Massively parallel sequencing of DNA by pyrosequencing technology offers much higher throughput and lower cost than conventional Sanger sequencing. Although extensively used already for sequencing of genomes, relatively few applications of massively parallel pyrosequencing to transcriptome analysis have been reported. To test the ability of this technology to provide unbiased representation of transcripts, we analyzed mRNA from Arabidopsis (Arabidopsis thaliana) seedlings. Two sequencing runs yielded 541,852 expressed sequence tags (ESTs) after quality control. Mapping of the ESTs to the Arabidopsis genome and to The Arabidopsis Information Resource 7.0 cDNA models indicated: (1) massively parallel pyrosequencing detected transcription of 17,449 gene loci providing very deep coverage of the transcriptome. Performing a second sequencing run only increased the number of genes identified by 10%, but increased the overall sequence coverage by 50%. (2) Mapping of the ESTs to their predicted full-length transcripts indicated that all regions of the transcript were well represented regardless of transcript length or expression level. Furthermore, short, medium, and long transcripts were equally represented. (3) Over 16,000 of the ESTs that mapped to the genome were not represented in the existing dbEST database. In some cases, the ESTs provide the first experimental evidence for transcripts derived from predicted genes, and, for at least 60 locations in the genome, pyrosequencing identified likely protein-coding sequences that are not now annotated as genes. Together, the results indicate massively parallel pyrosequencing provides novel information helpful to improve the annotation of the Arabidopsis genome. Furthermore, the unbiased representation of transcripts will be particularly useful for gene discovery and gene expression analysis of nonmodel plants with less complete genomic information. EST sequence accession numbers in GenBank are EH 795234 through EH 995233 and EL 000001 through EL 341852.
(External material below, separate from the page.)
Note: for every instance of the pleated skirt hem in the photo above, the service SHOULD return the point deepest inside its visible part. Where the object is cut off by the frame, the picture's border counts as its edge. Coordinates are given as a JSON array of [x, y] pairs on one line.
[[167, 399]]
与传统的桑格测序法相比,焦磷酸测序技术对DNA进行大规模平行测序可提供更高的通量和更低的成本。尽管该技术已广泛用于基因组测序,但将大规模平行焦磷酸测序应用于转录组分析的报道相对较少。为了测试该技术提供转录本无偏差表征的能力,我们分析了拟南芥幼苗的mRNA。经过质量控制后,两次测序运行产生了541,852个表达序列标签(EST)。将这些EST定位到拟南芥基因组和拟南芥信息资源7.0 cDNA模型表明:(1)大规模平行焦磷酸测序检测到17,449个基因座的转录,为转录组提供了非常深入的覆盖。进行第二次测序运行仅使鉴定出的基因数量增加了10%,但总体序列覆盖率增加了50%。(2)将EST定位到其预测的全长转录本表明,无论转录本长度或表达水平如何,转录本的所有区域均得到了很好的表征。此外,短、中、长转录本的表征均等。(3)超过16,000个定位到基因组的EST在现有的dbEST数据库中未出现。在某些情况下,这些EST为源自预测基因的转录本提供了首个实验证据,并且对于基因组中的至少60个位置,焦磷酸测序鉴定出了目前未注释为基因的可能的蛋白质编码序列。总之,结果表明大规模平行焦磷酸测序提供了有助于改善拟南芥基因组注释的新信息。此外,转录本的无偏差表征对于基因组信息不太完整的非模式植物的基因发现和基因表达分析将特别有用。GenBank中的EST序列登录号为EH 795234至EH 995233以及EL 000001至EL 341852。